Google filed an opposition motion on Thursday, opposing discovery sanctions brought by the plaintiffs over deleted internal chat messages in the Google Play Store antitrust litigation. According to Google, it has complied with its evidentiary preservation obligations and the plaintiffs cannot show that it deliberately intended to deprive them of the information.

As previously reported, the federal, state, and private plaintiffs pursuing monopolization claims against Google over its app store distribution practices and payment policies sought sanctions against the tech titan for what they perceived as evidentiary spoliation. In turn, the plaintiffs requested an adverse jury instruction permitting the panel to infer that the deleted information was harmful to Google’s case.

Now, Google responds that it “fully complied with its discovery obligations by taking robust steps to preserve relevant chats, including by issuing litigation hold notices regarding chat preservation and automatically preserving certain categories of chats.” Contrary to the plaintiffs’ allegations, it says it took reasonable steps to preserve the internal chat messages, which is all that is required by law.

Further, the defendant claims that the plaintiffs have not shown they will suffer prejudice as a result of being denied the discovery. The plaintiffs did not explain why the “massive corpus” of other discovery would not suffice, pointing to a statement from the presiding judge that “‘[w]hen you have email and memos and documents and everything else, the chats seems [like] the tail on the dog, in terms of where you’re going to find good evidence.’”

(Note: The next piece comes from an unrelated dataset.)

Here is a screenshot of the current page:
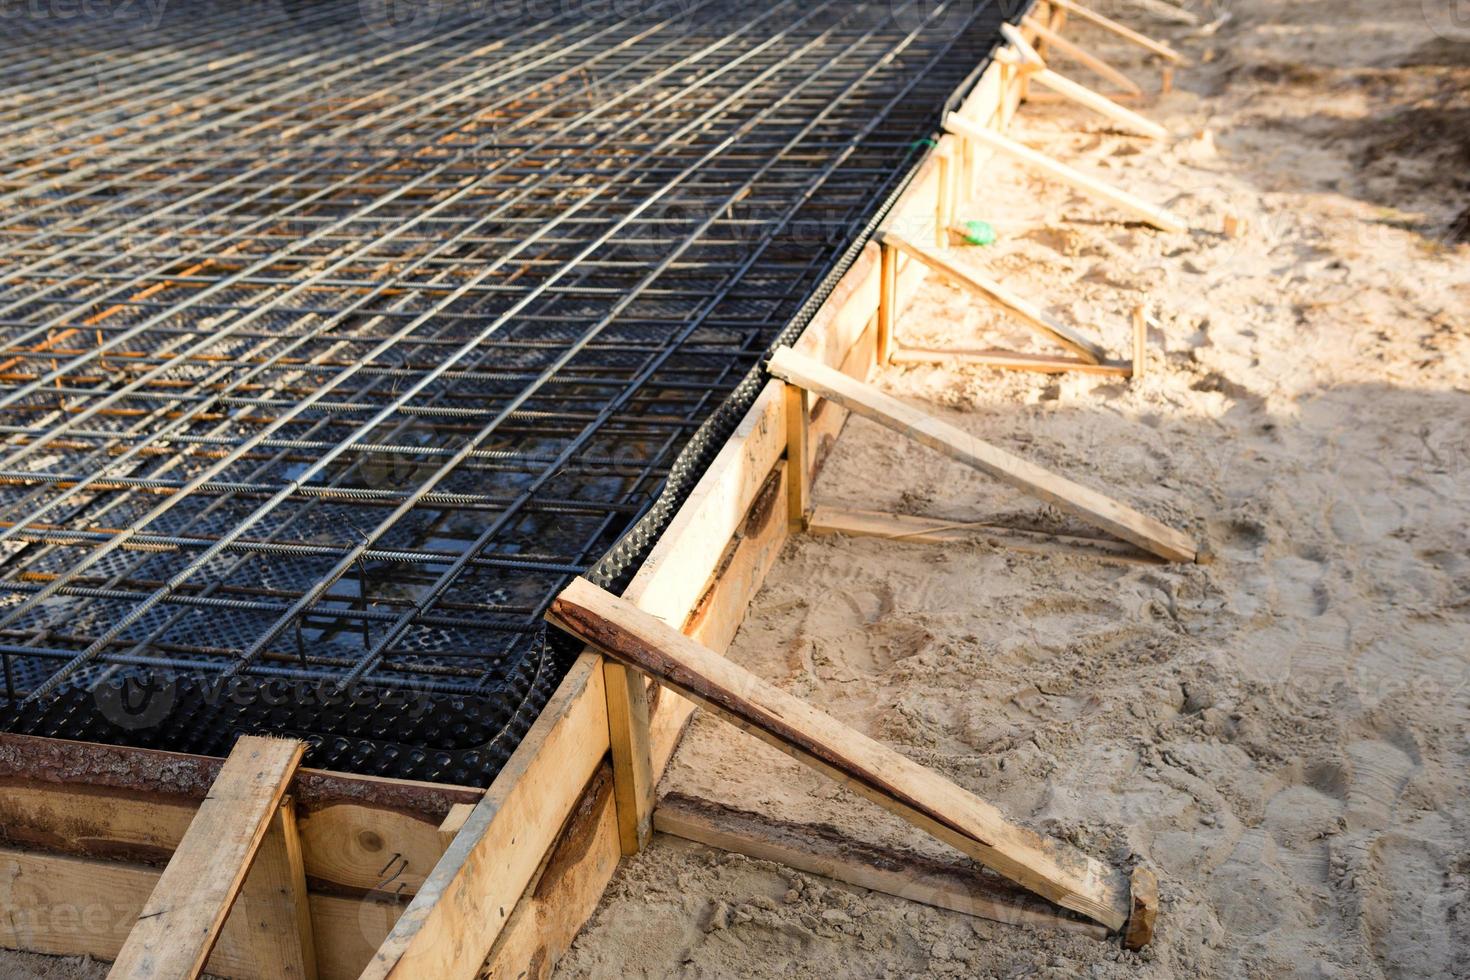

Lastly, Google ventured that plaintiffs’ requested relief is reserved for extreme circumstances not present here. The inference that the lost Google information was unfavorable “makes no sense here in light of Google’s extensive efforts to preserve custodial ESI and its issuance of litigation hold instructions regarding chat preservation,” the opposition added.

Google is represented by Morgan, Lewis & Bockius LLP and O’Melveny Myers LLP.